No próprio Instagram, não há espaço favorável ao aprendizado e à troca de conhecimento. A dinâmica se assemelha a um camelódromo, onde a lógica é apenas vender. Todos os fotógrafos estão anunciando – seus serviços, seu portfólio, seus cursos, seus presets e, urgh, seus NFTs. Nesse intervalo, o Flickr seguiu funcionando, mas parado no tempo: mudou de donos algumas vezes (passando por gestões bem questionáveis), teve repaginações superficiais e insuficientes na interface web e no aplicativo, tentou mudanças para estimular o aumento da base de usuários pagantes, mas a imensa maioria de usuários existentes provavelmente abandonou para sempre suas contas.
Os retornos
No longo período de distanciamento social durante a pandemia, voltei a me aproximar da fotografia. Como não podia sair para fotografar, aproveitei o tempo para aprender um pouco mais sobre técnicas de edição, e para revisitar as dezenas de milhares de fotos guardadas em meu catálogo: rever as fotos uma a uma; identificar, a partir de meu olhar hoje, de quais eu continuo gostando, de quais passei a gostar e de quais não gosto mais; e refazer os cortes, ajustes e tratamentos com base em meus conhecimentos atuais. A vontade era de postar no Flickr, mas era muito deprimente ver que praticamente todo mundo que eu seguia não estava mais lá, assim como quem me seguia. As dezenas de comunidades de que eu participava estavam às traças, com vários anos sem nenhuma nova postagem. Então, na falta de outro lugar para postar, apaguei todas minhas postagens antigas e transformei meu Instagram no lugar onde essas “novas” imagens seriam publicadas.

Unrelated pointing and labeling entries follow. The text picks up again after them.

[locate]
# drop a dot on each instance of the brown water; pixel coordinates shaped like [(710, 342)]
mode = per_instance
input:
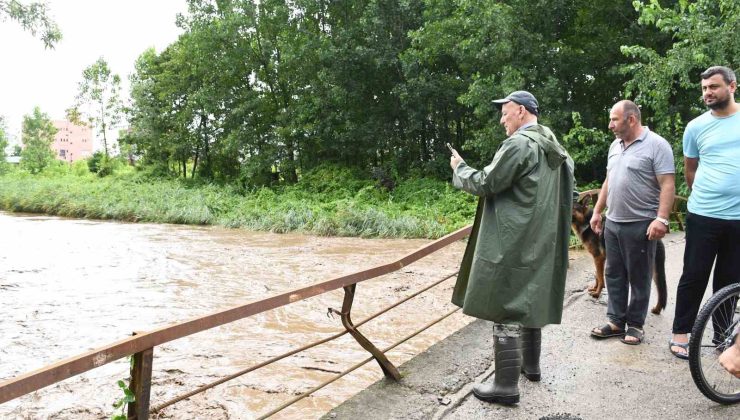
[(68, 286)]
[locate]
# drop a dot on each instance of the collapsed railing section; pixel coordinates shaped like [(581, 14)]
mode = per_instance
[(141, 345)]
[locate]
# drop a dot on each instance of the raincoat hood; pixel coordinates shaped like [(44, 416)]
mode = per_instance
[(554, 152), (513, 270)]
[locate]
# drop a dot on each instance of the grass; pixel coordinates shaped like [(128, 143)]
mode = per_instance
[(329, 201)]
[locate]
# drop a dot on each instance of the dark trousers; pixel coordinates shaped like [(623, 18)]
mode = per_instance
[(630, 258), (707, 238)]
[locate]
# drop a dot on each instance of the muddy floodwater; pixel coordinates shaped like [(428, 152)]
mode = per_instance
[(68, 286)]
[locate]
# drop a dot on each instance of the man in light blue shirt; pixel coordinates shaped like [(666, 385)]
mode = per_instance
[(711, 147)]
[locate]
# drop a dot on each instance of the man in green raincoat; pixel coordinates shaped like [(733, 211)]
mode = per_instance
[(513, 271)]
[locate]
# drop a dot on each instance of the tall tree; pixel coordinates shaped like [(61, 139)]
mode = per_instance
[(3, 145), (33, 17), (37, 135), (99, 100)]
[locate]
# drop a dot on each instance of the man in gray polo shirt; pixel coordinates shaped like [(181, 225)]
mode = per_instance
[(638, 192)]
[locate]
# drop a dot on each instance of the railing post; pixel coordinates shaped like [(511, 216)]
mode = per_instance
[(141, 384), (388, 368)]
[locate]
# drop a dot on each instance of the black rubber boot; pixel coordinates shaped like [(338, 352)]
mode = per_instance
[(507, 353), (531, 348)]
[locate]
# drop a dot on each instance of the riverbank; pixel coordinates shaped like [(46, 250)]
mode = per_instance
[(327, 202), (582, 378)]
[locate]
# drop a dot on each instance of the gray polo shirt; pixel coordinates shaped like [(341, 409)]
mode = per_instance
[(634, 192)]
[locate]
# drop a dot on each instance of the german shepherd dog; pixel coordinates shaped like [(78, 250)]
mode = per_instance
[(580, 221)]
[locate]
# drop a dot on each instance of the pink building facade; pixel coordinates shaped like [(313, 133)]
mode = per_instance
[(72, 142)]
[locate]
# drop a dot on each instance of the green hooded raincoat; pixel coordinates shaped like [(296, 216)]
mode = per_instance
[(515, 263)]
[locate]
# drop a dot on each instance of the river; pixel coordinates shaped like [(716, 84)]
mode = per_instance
[(68, 286)]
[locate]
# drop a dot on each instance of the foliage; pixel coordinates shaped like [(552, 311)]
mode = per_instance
[(99, 100), (122, 403), (37, 136), (416, 208), (3, 146), (704, 34), (586, 147), (33, 17), (262, 92)]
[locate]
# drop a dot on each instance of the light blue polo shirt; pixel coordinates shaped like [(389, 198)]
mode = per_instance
[(716, 142)]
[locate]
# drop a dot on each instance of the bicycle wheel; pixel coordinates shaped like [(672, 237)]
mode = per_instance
[(711, 334)]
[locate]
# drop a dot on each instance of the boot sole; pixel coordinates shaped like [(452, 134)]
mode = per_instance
[(501, 399), (534, 377)]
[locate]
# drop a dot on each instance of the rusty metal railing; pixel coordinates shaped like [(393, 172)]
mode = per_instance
[(141, 345)]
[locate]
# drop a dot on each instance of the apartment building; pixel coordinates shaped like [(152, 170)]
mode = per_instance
[(72, 142)]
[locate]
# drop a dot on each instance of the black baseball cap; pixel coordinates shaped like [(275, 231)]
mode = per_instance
[(523, 98)]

Nesse período, além do Instagram, também frequentei muito o YouTube (com tutoriais e perfis dedicados à discussão de fotografia), e o Reddit (com comunidades discutindo em formato de fórum), mas sentia falta de um serviço que concentrasse tudo isso. Na verdade, em meio à nostalgia da revisão de décadas de fotografias, também estava nostálgico de quando o Flickr era o lugar natural pra onde elas iam. Foi então, numa conversa no Reddit com outros órfãos dos tempos áureos do Flickr, que alguém lançou: “se vocês gostam tanto do Flickr, usem o Flickr! Quase ninguém das antigas permanece por lá, mas o site ainda existe, as funcionalidades ainda existem, e ainda tem muita gente lá!”.

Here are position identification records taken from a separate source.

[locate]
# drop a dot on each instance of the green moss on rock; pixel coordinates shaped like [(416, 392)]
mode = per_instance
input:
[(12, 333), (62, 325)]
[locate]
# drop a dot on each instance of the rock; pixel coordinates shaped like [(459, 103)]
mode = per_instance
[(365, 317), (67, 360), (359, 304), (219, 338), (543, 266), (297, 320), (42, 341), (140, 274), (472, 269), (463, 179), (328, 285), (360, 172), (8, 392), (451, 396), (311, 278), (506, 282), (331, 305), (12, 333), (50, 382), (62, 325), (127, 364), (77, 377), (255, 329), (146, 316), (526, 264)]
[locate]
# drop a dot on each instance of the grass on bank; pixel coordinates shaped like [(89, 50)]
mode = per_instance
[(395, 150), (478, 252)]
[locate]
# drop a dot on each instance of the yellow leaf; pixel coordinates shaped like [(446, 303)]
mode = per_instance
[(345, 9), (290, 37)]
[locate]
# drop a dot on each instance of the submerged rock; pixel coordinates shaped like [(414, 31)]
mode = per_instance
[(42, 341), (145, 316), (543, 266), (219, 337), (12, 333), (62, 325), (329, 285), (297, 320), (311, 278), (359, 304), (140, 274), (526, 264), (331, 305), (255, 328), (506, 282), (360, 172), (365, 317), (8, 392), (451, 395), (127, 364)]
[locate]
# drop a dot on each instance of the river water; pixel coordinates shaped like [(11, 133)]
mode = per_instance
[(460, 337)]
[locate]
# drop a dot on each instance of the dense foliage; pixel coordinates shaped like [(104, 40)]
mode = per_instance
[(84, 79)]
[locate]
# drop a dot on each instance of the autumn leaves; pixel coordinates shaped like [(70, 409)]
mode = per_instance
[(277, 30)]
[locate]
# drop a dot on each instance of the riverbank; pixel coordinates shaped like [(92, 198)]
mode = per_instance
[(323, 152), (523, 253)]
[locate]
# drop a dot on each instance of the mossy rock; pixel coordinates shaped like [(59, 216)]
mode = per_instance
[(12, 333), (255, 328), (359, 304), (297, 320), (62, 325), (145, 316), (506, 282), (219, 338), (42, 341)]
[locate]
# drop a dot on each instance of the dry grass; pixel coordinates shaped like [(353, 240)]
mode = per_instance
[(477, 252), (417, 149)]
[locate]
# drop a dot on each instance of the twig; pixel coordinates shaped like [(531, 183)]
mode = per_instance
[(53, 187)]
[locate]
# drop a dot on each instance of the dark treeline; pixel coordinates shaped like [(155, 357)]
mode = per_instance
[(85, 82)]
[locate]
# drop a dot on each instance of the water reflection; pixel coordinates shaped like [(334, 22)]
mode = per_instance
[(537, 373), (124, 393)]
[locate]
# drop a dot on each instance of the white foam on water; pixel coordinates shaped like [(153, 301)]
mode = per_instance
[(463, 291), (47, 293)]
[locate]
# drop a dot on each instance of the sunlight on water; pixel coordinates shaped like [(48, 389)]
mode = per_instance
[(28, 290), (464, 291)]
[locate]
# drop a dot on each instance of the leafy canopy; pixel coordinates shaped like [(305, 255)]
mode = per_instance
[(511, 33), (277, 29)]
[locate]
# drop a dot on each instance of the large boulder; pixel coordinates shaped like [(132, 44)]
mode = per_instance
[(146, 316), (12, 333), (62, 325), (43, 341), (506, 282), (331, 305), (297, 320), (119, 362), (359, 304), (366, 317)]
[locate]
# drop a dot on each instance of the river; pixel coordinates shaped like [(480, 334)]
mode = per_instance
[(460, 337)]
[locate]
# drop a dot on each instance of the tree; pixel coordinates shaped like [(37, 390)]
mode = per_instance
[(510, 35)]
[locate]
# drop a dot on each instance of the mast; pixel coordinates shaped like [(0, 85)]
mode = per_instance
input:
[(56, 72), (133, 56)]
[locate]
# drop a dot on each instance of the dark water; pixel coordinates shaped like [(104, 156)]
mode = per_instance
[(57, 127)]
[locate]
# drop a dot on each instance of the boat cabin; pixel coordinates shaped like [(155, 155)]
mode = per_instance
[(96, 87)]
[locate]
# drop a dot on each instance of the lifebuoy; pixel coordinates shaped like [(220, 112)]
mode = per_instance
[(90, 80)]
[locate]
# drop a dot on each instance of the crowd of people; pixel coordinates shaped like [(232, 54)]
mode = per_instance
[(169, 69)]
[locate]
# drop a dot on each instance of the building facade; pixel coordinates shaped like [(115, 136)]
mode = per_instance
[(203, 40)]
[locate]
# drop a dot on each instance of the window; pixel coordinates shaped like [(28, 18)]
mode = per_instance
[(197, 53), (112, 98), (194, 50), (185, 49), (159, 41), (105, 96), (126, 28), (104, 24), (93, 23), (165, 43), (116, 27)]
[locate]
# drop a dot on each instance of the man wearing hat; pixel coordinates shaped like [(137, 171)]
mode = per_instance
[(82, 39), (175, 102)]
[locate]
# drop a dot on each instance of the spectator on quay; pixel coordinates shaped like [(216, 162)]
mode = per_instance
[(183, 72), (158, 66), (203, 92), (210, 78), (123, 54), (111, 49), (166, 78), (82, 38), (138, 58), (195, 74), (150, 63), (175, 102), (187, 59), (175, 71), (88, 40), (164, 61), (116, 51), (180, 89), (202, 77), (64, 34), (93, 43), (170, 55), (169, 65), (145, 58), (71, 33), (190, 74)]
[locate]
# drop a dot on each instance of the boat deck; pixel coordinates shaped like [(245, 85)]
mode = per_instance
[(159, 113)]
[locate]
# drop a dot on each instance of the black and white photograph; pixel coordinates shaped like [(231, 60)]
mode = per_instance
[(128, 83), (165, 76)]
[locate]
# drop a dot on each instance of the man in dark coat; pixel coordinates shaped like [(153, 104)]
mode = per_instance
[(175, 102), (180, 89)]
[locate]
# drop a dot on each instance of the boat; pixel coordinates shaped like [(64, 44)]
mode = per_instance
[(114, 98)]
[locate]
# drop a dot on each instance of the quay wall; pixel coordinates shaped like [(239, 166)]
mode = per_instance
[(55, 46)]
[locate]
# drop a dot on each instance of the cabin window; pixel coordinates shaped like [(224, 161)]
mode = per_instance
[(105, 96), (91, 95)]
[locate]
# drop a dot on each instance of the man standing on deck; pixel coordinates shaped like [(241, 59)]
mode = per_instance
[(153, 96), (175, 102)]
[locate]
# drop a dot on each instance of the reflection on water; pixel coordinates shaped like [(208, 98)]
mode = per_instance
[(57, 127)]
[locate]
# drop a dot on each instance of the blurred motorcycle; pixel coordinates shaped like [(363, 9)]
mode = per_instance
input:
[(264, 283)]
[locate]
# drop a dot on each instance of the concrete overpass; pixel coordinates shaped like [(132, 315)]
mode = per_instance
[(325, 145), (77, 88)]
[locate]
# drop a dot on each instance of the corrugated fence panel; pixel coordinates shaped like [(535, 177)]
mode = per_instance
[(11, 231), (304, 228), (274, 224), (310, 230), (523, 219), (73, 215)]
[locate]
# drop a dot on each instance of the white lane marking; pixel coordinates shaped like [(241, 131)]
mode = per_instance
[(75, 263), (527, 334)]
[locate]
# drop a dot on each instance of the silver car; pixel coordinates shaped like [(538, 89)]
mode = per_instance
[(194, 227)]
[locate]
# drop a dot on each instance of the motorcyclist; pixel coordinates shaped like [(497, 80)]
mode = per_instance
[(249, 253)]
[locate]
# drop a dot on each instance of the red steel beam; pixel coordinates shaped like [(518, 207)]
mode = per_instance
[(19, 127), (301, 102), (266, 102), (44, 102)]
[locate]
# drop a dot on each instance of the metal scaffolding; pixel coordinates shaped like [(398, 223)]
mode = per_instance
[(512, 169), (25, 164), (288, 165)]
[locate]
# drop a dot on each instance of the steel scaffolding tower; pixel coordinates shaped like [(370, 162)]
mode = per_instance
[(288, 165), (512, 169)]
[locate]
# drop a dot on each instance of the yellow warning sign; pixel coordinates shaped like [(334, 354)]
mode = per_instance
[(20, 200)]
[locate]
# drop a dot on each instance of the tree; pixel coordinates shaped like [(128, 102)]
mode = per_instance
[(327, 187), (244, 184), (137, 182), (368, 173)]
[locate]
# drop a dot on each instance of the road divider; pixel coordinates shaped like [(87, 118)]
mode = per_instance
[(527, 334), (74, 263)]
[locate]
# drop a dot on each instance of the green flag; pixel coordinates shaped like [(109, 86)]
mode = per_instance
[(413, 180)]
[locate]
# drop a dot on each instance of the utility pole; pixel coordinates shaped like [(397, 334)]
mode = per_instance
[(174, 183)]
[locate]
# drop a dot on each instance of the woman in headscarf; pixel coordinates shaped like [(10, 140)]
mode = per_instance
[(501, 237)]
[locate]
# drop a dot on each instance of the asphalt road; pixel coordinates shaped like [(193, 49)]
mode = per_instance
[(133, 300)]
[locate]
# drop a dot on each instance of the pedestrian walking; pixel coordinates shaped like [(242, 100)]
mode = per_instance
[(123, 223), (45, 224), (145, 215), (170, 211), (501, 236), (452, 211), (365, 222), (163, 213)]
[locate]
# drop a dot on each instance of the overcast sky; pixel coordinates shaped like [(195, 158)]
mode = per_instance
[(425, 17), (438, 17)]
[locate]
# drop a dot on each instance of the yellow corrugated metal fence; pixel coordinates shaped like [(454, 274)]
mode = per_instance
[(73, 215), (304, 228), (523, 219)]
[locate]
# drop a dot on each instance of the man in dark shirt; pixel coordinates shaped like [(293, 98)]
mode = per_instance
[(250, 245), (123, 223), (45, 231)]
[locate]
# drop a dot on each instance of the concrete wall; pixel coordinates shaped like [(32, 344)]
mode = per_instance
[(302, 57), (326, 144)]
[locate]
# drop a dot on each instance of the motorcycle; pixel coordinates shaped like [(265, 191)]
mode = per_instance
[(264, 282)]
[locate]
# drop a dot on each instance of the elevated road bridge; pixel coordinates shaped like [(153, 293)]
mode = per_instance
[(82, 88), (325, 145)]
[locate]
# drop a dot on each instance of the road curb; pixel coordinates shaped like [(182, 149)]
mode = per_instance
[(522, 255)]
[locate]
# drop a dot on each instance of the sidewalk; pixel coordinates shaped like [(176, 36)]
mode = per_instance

Pois então, há algumas semanas estou experimentando um retorno. O primeiro passo foi tirar o aspecto de casa abandonada, deixando de seguir absolutamente todos os perfis que eu seguia antes. O mesmo aconteceu com as comunidades: saí de todas. Apaguei todas minhas imagens antigas para liberar espaço, e decidi subir apenas fotos tiradas a partir desse ano. Passei, então, a fuçar no menu “explore”, observando o que me chama a atenção entre as fotos recentes. Invariavelmente, prevalece um mar de imagens desinteressantes, mas eu estou em busca das coisas que me chamam a atenção e um pensamento de “quero ver mais disso”. Quase sempre, ao visitar os perfis dos autores, descubro pessoas muito interessantes, com uma produção ótima e que, pasmem, postam ativamente no Flickr! Em 2023! Aos poucos, minha tela inicial vai deixando de ser um site moribundo que ninguém mais acessa, e vai se tornando um lugar agradável, onde dá vontade de voltar, ver as fotos, aprender e se inspirar com elas.